Un essai de présentation commune et croisée (chacun des intervenants parlant dans sa langue avec sous-titres à l’écran) a même été fait lors du dernier “Quai des Belges” de la saison dernière, sur Rik Wouters. “On s’est rendu compte que cela se passait de façon très facile et naturelle. Nous nous comprenions bien, la communication passait sans difficulté. J’ai des beaux restes de mes cours de néerlandais, sourit Hadja Lahbib. La complicité s’est donc installée très naturellement entre nous, et le résultat a très vite séduit toute l’équipe. Cela a simplement entraîné une transformation de la forme de l’émission. On ne fait plus d’intro classique, on part directement du terrain et de la discussion. Pour la première, je suis arrivée pour visiter l’atelier de David, situé dans le fin fond d’Anderlecht. On filme donc une rencontre telle qu’elle s’est déroulée dans ce quartier de Cureghem extrêmement cosmopolite. On a évoqué son dernier bouquin, je lui ai dit que j’attendrais la traduction en français et puis nous avons embrayé sur Lieve Joris, notre artiste du jour”, dont les ouvrages sont également traduits en français.

L’idée n’est pas de proposer une présentation bilingue mais bien “un véritable échange de vues sur le documentaire de la soirée, avec une vraie rencontre. Je suis ravie car le documentaire que l’on présente mercredi est exceptionnel et aborde une écrivaine que j’adore, une ancienne journaliste qui a le goût des reportages au long cours. Une reporter qui prend son temps pour découvrir les pays et les hommes : le rêve de tout journaliste qui travaille dans un rythme quotidien, quoi !” Un parcours qui fait certainement écho au documentaire et au livre réalisés par Hadja Lahbib en Afghanistan (*).
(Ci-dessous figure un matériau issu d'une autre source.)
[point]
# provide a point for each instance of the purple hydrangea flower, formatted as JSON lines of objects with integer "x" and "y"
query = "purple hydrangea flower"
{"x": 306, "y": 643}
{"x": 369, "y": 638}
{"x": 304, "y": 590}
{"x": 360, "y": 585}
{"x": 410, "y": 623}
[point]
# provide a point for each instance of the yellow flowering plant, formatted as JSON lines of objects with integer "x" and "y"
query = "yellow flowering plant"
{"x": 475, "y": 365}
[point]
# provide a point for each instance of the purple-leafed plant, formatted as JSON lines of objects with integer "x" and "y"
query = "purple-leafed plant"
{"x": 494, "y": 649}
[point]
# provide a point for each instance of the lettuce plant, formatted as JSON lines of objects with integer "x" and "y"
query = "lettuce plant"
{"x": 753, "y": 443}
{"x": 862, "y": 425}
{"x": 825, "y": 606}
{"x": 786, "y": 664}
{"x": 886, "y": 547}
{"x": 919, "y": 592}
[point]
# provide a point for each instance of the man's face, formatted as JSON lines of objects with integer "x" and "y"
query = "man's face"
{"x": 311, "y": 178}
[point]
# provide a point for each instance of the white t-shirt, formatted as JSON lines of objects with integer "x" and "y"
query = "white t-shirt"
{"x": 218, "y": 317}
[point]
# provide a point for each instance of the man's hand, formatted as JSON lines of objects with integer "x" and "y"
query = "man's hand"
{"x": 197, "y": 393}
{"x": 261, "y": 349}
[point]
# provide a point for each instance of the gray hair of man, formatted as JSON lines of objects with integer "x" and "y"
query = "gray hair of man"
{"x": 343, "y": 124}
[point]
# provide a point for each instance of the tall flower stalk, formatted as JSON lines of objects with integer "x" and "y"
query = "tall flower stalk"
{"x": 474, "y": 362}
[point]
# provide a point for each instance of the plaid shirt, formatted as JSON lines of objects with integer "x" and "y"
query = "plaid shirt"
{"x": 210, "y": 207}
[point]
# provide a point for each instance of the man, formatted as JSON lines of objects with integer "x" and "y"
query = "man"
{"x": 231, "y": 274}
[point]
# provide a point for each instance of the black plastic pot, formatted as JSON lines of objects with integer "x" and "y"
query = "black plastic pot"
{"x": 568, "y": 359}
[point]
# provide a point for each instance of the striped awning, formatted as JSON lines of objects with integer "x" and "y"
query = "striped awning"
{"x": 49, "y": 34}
Egalement au menu de cette première émission : Kamagurka (alias Luc Zeebroeck), ex-invité de “QdB”, “un homme beau et intéressant, s’enflamme-t-elle à nouveau, un véritable homme-orchestre : peinture, dessin, théâtre, télévision, etc.” En guise de touche finale : quelques notes de musique d’un groupe néerlandophone “qui chante en anglais et cartonne en Flandre, mais dont je n’avais jamais entendu parler, comme beaucoup de téléspectateurs, j’imagine : Admiral Freebee. A la fin du premier tournage, on était tellement contents qu’on s’est félicités. On ne savait pas que la caméra tournait toujours. L’équipe a trouvé cela chouette et a décidé de le garder au montage”. Elle rit.

Deux émissions par mois au lieu d’une, cela implique forcément davantage de travail. “J’essaie que cela n’ait pas d’impact sur mon travail au Journal télévisé, mais cela va sans doute entraîner du retard dans mes projets personnels (documentaires, etc.). Comme le plaisir est là et est partagé par l’équipe, ça va. En plus, je découvre plein de choses nouvelles; ce sont de belles rencontres. C’est pour cela qu’on fait ce métier, n’est-ce pas ?

(*) “Afghanistan, le choix des femmes”, Ed. Racine.